In 2016 I read forty-two books, eighteen of which were nonfiction, twelve fiction, seven comic (or image-based) and five poetry.
I averaged 0.8 books a week, but the most books I read in a single month was nine (March).
I read 2 books written in the 11th century
1 book written in the 1700s
3 books written in the 1800s
4 books written between 1900-1949
17 books written between 1950-1999
15 books written between 2000-2016
Books that I rated 1 star: 3 (~7%)
2 stars: 5 (~12%)
3 stars: 7 (~17%)
4 stars: 14 (~33%)
5 stars: 13 (~31%)
So why did I read only half as many books as last year? Martial arts. I now spend about 14 hours a week doing kickboxing, Brazilian jiu-jitsu and MMA, which not only cuts down on my free time but also makes me too tired to read much in bed!
The Essential Spider-Man by Stan Lee and Steve Ditko, 3/5
Reading this collection was a fun, new experience and I loved the artwork, but the writing is atrocious–so much of it consists of characters talking to themselves so that the reader can tell what is going on, e.g. “Good thing my spider powers enable me to jump out of the way as Doctor Wombat attacks with his furry, robotic claws of death.” Perhaps this is just inherent to the medium, but I do not remember encountering a similar problem in Watchmen (the only other comic series I’ve read). Still, the corny writing and unsophisticated plots do have an undeniable charm especially, I imagine, for people who grew up reading comic books.
Why I read it: I like trying new genres of literature and my sister’s boyfriend offered to lend me his well-worn, childhood copy.
Miracles: A Preliminary Study by C.S. Lewis, 5/5
It’s like no one told C.S. Lewis that you can’t prove the existence of God, so he just does. And that is merely to lay the foundation for his main topic, which I actually found much less interesting and convincing than the preliminary discussions–the man does not shirk an intellectual challenge.
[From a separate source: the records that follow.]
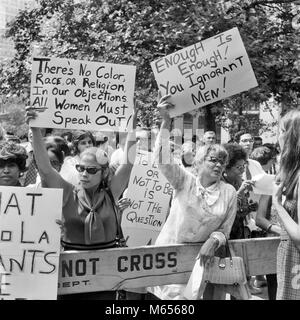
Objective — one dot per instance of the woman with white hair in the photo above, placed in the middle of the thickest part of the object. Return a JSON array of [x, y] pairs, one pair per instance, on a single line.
[[204, 206], [90, 218]]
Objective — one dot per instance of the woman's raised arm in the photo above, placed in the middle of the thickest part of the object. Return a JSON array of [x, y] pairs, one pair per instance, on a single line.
[[120, 179], [49, 175]]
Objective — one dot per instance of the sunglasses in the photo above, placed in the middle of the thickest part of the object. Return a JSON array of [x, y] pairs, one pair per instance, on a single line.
[[216, 160], [89, 170], [247, 140], [241, 167]]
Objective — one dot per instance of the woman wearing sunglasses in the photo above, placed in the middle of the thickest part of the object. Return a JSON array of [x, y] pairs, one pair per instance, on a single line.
[[81, 141], [204, 206], [90, 218], [12, 163]]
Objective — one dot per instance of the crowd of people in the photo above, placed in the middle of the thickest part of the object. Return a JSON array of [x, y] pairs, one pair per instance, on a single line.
[[213, 198]]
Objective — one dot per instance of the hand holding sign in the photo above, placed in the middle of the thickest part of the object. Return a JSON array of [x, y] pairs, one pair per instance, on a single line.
[[163, 106]]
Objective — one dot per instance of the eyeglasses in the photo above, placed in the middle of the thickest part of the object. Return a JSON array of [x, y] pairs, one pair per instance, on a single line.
[[215, 160], [89, 170], [55, 163], [247, 140], [241, 167], [7, 163]]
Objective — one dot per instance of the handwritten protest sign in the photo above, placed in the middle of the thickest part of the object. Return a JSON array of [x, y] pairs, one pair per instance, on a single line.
[[29, 242], [205, 72], [74, 94], [149, 193]]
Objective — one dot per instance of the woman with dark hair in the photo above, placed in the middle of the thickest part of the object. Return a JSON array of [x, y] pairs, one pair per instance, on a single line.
[[81, 141], [90, 218], [203, 207], [12, 163], [233, 175], [286, 199]]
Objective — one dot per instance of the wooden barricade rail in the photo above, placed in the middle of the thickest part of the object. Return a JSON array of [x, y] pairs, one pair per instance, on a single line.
[[126, 268]]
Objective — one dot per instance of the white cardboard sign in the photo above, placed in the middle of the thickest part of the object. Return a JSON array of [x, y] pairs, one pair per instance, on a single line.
[[75, 94], [206, 72], [149, 193]]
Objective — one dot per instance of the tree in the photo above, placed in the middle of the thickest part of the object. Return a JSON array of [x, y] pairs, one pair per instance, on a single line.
[[138, 32], [14, 117]]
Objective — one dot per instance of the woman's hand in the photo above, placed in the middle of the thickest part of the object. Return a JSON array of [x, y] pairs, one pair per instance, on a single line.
[[276, 229], [247, 185], [252, 206], [207, 251], [163, 106], [136, 107], [277, 195], [30, 114], [123, 204]]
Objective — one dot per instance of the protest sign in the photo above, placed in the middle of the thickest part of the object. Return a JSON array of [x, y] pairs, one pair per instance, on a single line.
[[149, 193], [75, 94], [206, 72], [29, 242]]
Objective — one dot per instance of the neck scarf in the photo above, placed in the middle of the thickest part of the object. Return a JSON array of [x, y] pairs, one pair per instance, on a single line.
[[210, 194], [96, 210]]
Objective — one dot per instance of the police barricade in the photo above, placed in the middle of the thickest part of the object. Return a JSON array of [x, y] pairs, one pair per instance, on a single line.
[[127, 268]]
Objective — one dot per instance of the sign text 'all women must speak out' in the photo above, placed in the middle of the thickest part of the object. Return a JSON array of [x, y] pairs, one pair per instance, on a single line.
[[75, 94]]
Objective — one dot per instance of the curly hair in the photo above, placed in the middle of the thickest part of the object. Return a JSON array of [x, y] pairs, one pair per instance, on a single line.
[[80, 135], [262, 154], [101, 157], [12, 151], [235, 153], [204, 151], [290, 154]]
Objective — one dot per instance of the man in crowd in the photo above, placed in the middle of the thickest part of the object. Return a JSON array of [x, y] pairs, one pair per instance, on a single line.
[[257, 142], [209, 137]]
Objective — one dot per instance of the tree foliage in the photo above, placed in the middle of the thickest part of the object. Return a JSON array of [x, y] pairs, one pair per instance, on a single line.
[[138, 32]]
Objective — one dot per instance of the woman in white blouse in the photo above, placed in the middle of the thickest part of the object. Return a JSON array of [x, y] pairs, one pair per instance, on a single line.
[[204, 207]]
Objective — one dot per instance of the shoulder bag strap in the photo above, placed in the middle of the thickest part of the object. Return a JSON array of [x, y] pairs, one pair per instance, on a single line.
[[119, 234]]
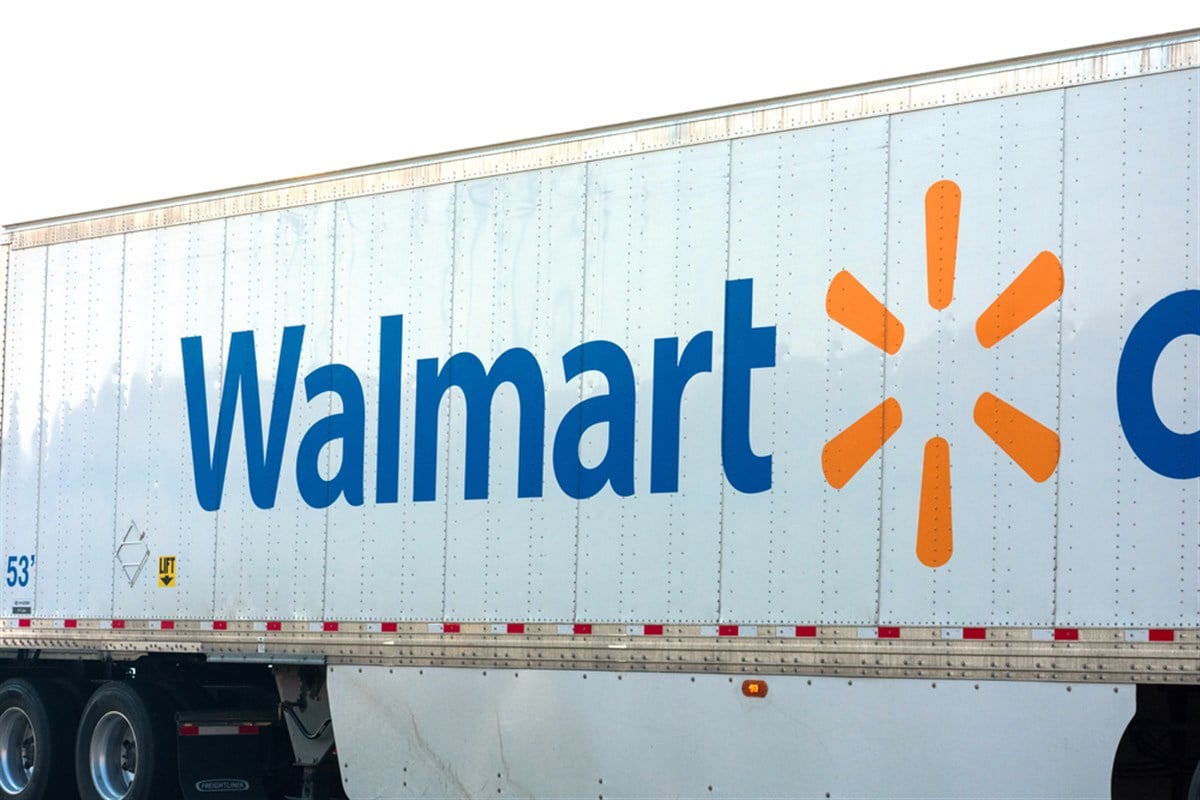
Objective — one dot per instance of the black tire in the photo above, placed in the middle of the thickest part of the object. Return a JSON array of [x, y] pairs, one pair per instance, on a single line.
[[37, 723], [126, 746]]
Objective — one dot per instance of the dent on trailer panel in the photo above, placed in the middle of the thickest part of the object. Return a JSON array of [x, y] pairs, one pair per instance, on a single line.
[[1127, 535], [277, 274], [385, 558], [23, 428], [807, 205], [172, 289], [517, 283], [655, 270], [81, 376]]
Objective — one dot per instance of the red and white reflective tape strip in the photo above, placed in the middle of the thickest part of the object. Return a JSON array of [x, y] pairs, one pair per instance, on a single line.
[[729, 630], [1151, 635], [323, 627], [219, 729], [964, 633], [879, 632], [798, 631], [1055, 635]]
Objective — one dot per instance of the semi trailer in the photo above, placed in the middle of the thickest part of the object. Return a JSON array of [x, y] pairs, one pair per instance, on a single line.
[[838, 445]]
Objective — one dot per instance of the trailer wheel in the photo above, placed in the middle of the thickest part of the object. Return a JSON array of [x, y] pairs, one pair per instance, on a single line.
[[36, 727], [124, 750]]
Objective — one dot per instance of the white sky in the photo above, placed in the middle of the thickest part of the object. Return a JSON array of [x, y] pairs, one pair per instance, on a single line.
[[111, 103]]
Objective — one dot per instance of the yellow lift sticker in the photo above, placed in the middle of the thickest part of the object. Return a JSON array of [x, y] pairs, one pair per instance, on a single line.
[[166, 571]]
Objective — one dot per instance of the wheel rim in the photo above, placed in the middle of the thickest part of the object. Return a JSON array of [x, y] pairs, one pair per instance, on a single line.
[[17, 751], [113, 756]]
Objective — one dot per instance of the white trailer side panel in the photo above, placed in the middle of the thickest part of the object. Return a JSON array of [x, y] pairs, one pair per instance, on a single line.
[[461, 733]]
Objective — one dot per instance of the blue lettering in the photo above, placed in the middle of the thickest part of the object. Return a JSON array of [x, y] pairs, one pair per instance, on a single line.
[[391, 338], [1167, 452], [348, 426], [241, 377], [670, 378], [617, 409], [466, 371], [745, 348]]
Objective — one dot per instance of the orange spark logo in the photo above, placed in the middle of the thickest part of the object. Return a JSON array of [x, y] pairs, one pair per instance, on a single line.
[[1031, 445]]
Though I have occasionally sensed some antagonism from him towards science, in this book he cheerfully tackles both the known and unknown with the grace, focus and rigorous logic that make me sometimes fear that I tend to put more faith in him than in God. Of course, no matter how hard one tries to be open-minded and logical, it cannot be too difficult a task to convince someone of something they already believe. With that in mind, I would love to know how this book is perceived by people with different backgrounds and beliefs than me.
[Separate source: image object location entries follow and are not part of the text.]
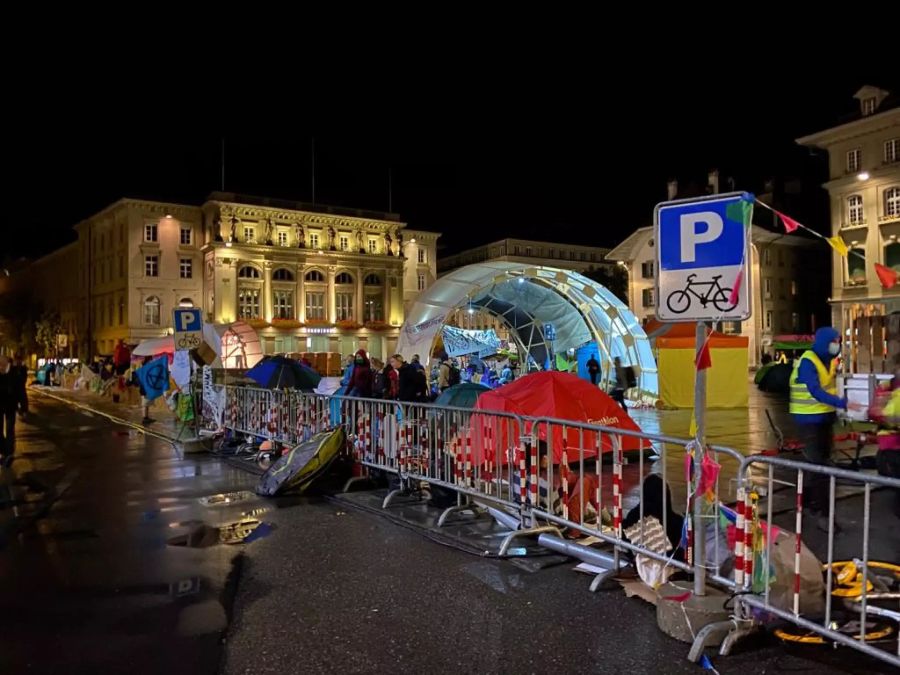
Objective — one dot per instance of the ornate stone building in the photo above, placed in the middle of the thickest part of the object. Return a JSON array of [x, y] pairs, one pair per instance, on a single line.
[[308, 278]]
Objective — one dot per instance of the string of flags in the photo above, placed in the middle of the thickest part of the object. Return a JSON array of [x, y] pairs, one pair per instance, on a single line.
[[886, 276]]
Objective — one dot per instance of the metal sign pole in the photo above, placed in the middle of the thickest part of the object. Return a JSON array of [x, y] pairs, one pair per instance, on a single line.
[[700, 420]]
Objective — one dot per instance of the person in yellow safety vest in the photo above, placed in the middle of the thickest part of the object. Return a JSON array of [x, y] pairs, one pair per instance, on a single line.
[[813, 405]]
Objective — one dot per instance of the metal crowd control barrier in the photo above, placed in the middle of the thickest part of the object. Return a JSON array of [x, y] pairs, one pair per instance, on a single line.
[[799, 487], [545, 473], [546, 476]]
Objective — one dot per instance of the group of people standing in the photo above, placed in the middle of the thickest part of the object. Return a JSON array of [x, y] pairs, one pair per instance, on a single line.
[[13, 401], [395, 381]]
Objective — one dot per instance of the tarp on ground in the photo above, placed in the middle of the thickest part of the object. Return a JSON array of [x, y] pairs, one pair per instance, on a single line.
[[727, 383]]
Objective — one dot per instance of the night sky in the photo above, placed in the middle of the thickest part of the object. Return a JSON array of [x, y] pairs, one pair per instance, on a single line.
[[584, 168]]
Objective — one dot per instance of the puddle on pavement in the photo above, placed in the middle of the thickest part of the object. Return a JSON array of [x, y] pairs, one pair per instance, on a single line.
[[227, 498], [238, 532]]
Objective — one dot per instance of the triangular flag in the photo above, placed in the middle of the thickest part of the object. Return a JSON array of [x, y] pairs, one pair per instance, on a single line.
[[789, 223], [703, 360], [736, 291], [886, 276], [838, 245]]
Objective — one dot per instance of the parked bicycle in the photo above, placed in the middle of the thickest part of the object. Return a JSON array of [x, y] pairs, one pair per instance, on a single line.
[[680, 301]]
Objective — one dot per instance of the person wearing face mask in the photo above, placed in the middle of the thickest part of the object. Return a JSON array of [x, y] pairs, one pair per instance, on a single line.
[[813, 406]]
Why I read it: C.S. Lewis is one of my favourite authors and thankfully, every time I think I’ve read all his books I come across a new one.
Film Directing Shot by Shot: Visualizing from Concept to Screen by Steven D. Katz, 4/5
This book offers a fascinating glimpse behind the scenes of the film director’s craft, laying out the many tools, visualisation strategies, camera angles, movements and stagings that are available to the person intent on transferring a story from script to film. The book format is obviously not ideal for the topic and it is up to the reader to imagine how a shot might flow between the still images that are provided, but the author is a clear communicator and most of the concepts are not difficult to understand.
Why I read it: I came across it while browsing through books at the thrift store and thought it looked interesting.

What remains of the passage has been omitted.